Comme le relate à l'époque la correspondante de RFI et du journal Le Monde à Hong Kong, Florence de Changy, la répression est d'une férocité sans précédent : " arrestation tous azimuts, fermeture des journaux pro-démocratie, refonte du système électoral, mise en place d'une police politique, interdiction systématique de tout rassemblement, réécriture des programmes d'histoire, interdiction de certains livres, censure des films au cinéma, fichage des citoyens". En quelques semaines, Hong Kong change de visage, la peur s'installe et la Chine parvient à ses fins, mater enfin l'enfant rebelle.
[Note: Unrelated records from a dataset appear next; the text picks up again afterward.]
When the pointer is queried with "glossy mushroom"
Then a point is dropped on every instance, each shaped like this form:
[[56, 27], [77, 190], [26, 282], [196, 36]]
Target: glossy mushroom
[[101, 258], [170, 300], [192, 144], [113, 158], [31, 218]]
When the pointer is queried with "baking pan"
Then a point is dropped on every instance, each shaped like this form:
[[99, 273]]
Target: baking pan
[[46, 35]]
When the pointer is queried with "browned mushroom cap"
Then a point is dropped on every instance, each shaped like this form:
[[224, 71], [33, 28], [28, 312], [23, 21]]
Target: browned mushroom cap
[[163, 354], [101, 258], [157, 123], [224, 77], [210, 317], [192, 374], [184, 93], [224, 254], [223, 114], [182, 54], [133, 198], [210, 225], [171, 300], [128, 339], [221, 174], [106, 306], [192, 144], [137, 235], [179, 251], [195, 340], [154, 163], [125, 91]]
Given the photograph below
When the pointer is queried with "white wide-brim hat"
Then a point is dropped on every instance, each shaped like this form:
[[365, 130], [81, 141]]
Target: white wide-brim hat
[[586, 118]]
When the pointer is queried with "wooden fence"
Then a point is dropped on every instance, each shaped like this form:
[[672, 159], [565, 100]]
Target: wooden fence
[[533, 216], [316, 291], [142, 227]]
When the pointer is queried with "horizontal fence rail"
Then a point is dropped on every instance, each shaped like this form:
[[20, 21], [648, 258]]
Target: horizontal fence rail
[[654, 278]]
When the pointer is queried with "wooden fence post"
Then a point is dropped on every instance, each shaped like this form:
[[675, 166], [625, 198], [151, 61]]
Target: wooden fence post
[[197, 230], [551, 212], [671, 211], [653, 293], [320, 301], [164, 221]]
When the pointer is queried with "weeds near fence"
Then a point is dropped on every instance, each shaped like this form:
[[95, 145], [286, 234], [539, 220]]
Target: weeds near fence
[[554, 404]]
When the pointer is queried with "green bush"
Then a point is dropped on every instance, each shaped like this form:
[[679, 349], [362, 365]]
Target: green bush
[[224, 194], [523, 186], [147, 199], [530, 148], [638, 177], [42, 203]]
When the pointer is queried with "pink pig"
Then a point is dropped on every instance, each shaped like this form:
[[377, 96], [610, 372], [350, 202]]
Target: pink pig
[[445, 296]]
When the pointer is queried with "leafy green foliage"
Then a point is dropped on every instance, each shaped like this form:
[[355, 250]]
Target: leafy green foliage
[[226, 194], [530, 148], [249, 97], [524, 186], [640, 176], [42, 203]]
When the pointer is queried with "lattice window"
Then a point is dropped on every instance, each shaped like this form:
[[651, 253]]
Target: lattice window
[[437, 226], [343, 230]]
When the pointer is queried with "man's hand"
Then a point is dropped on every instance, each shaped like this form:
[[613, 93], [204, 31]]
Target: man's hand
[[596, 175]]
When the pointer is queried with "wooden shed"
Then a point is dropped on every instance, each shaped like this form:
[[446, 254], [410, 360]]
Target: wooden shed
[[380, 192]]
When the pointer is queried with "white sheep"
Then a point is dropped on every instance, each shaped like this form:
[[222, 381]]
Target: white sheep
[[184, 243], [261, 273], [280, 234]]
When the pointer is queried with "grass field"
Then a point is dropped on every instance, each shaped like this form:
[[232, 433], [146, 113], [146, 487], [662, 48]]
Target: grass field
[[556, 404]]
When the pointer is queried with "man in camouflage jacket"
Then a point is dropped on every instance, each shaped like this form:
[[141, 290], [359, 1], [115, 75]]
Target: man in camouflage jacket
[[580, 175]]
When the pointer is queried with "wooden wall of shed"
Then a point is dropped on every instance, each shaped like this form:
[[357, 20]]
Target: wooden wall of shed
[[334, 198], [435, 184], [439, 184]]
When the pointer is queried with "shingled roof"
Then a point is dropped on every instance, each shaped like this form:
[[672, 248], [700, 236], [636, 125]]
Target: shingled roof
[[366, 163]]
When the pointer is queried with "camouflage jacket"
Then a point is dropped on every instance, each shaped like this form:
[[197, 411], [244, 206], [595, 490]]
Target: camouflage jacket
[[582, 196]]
Aujourd'hui, les Hongkongais s'interdisent de parler et peut-être même de penser, tant les risques sont importants. Mais de toute évidence, ça ne suffit pas à John Lee, le patron de Hong Kong, mis sur son trône par le Parti communiste chinois en 2022. Le gouvernement hongkongais qui dispose en théorie d'une marge d'autonomie, mais ne fait plus rien sans en référer à Pékin, a décidé d'appliquer l'article 23 et de créer de nouvelles infractions (trahison, insurrection, détournement de secrets d'Etat, espionnage, sabotage, ingérence étrangère) en plus des délits institués par la Chine depuis 2020. Comme toujours, les termes sont très vagues et sujets à toutes les interprétations, afin de permettre les coups de filet les plus larges possibles. Officiellement, on est encore dans la phase de consultation publique qui doit s'achever le 28 février 2024, mais l'administration hongkongaise ne cache pas que tout sera plié d'ici la fin de l'année 2024. Soit le dernier clou planté sur le cercueil d'un territoire terrorisé et considéré il y a encore quelques années comme exemplaire en matière de libertés civiles.